During this week there will be a lot of extra vegetarian dishes on the menu of the WUR restaurants. But inveterate meat eaters needn’t worry: dishes with meat will also be available.
In the Week Without Meat, WUR staff and students will be invited to forgo meat and try some vegetarian alternatives. The week is also the opportunity for the university to bundle its knowledge about the relation between meat consumption and a healthy, sustainable eating pattern and to share this on wur.nl, said Inge Buitink, communication advisor at Facility Services. “In this way, we’re contributing to more awareness and more knowledge about the theme of meat.”
Chapati
Master’s student Nutrition and Health Tele Boit, who has been a vegetarian for more than two years, thinks that the Week Without Meat is a good initiative. “Plant-based foods have a lot of nutritional benefits and this also promotes sustainability,” said Boit. In the Student Cooking Corner in Forum, she’s going to sell a typical Kenyan dish: Chapati, which is “a flatbread (a sort of durum or wrap, ed.) made of wheat flour with an accompaniment of bean stew in coconut sauce. I am cooking this to portray our rich authentic Kenyan culture through our traditional food.”

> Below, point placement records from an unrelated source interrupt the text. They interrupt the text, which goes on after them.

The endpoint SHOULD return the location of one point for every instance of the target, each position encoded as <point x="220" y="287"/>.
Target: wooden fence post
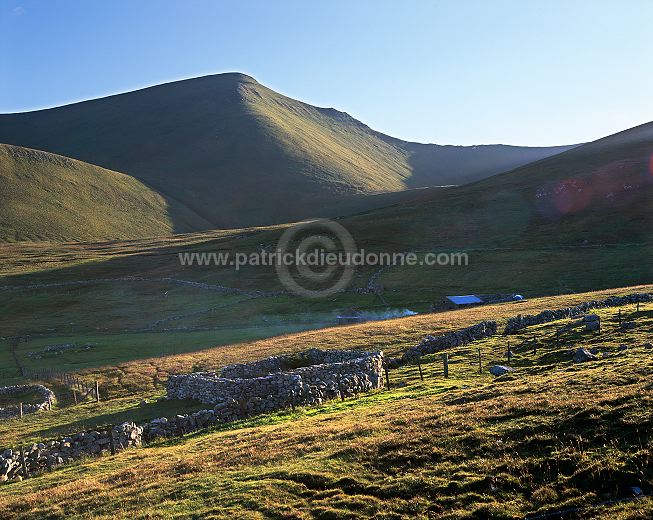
<point x="112" y="444"/>
<point x="23" y="461"/>
<point x="387" y="377"/>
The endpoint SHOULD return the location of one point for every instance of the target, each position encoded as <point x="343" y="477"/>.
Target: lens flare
<point x="572" y="196"/>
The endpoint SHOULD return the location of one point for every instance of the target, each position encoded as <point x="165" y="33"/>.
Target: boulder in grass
<point x="582" y="355"/>
<point x="499" y="370"/>
<point x="592" y="326"/>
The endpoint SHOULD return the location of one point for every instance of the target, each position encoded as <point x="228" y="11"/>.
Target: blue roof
<point x="464" y="300"/>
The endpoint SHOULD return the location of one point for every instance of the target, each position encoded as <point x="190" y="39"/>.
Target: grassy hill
<point x="597" y="194"/>
<point x="516" y="242"/>
<point x="49" y="197"/>
<point x="552" y="436"/>
<point x="239" y="154"/>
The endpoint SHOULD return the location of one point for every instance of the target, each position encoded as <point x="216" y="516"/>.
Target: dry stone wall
<point x="16" y="464"/>
<point x="520" y="322"/>
<point x="46" y="397"/>
<point x="326" y="375"/>
<point x="433" y="344"/>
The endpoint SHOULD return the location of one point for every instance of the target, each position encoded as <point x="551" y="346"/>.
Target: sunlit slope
<point x="50" y="197"/>
<point x="240" y="154"/>
<point x="597" y="194"/>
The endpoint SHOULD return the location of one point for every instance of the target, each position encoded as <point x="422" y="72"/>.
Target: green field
<point x="231" y="153"/>
<point x="551" y="436"/>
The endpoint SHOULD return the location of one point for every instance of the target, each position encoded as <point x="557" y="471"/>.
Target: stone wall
<point x="288" y="362"/>
<point x="520" y="322"/>
<point x="49" y="454"/>
<point x="46" y="397"/>
<point x="433" y="344"/>
<point x="326" y="375"/>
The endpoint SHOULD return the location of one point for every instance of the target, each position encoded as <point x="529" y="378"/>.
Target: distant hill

This is the first time that Boit is taking part in Student Cooking, a concept in which students buy their own ingredients, prepare dishes and then sell them in the restaurant in Forum. Cooking for large groups of people isn’t a challenge for Boit. “In the African culture cooking for the entire extended family is seen as a way of creating memories and bonding, so I tend to cook for a large amount of people often.You can try her Chapati in Forum during Wednesday’s lunch break.
The hip Vegetarian
The National Week Without Meat is an initiative of Isabel Boerdam, known from her blog and book ‘De Hippe Vegetariër’ [The Hip Vegetarian]. Various supermarkets and companies in the food sector are going to participate. According to the campaign week’s website, an adult saves 130 litres of water, 76 kilometres of driving and 770 grams of animal meat if you don’t eat meat for a week. With more than 42,300 participants (the number registered at the moment of writing), that means that almost 5.5 million litres of water, about 3.2 million driven kilometres and more than 32,500 kilos of animal meat will be saved.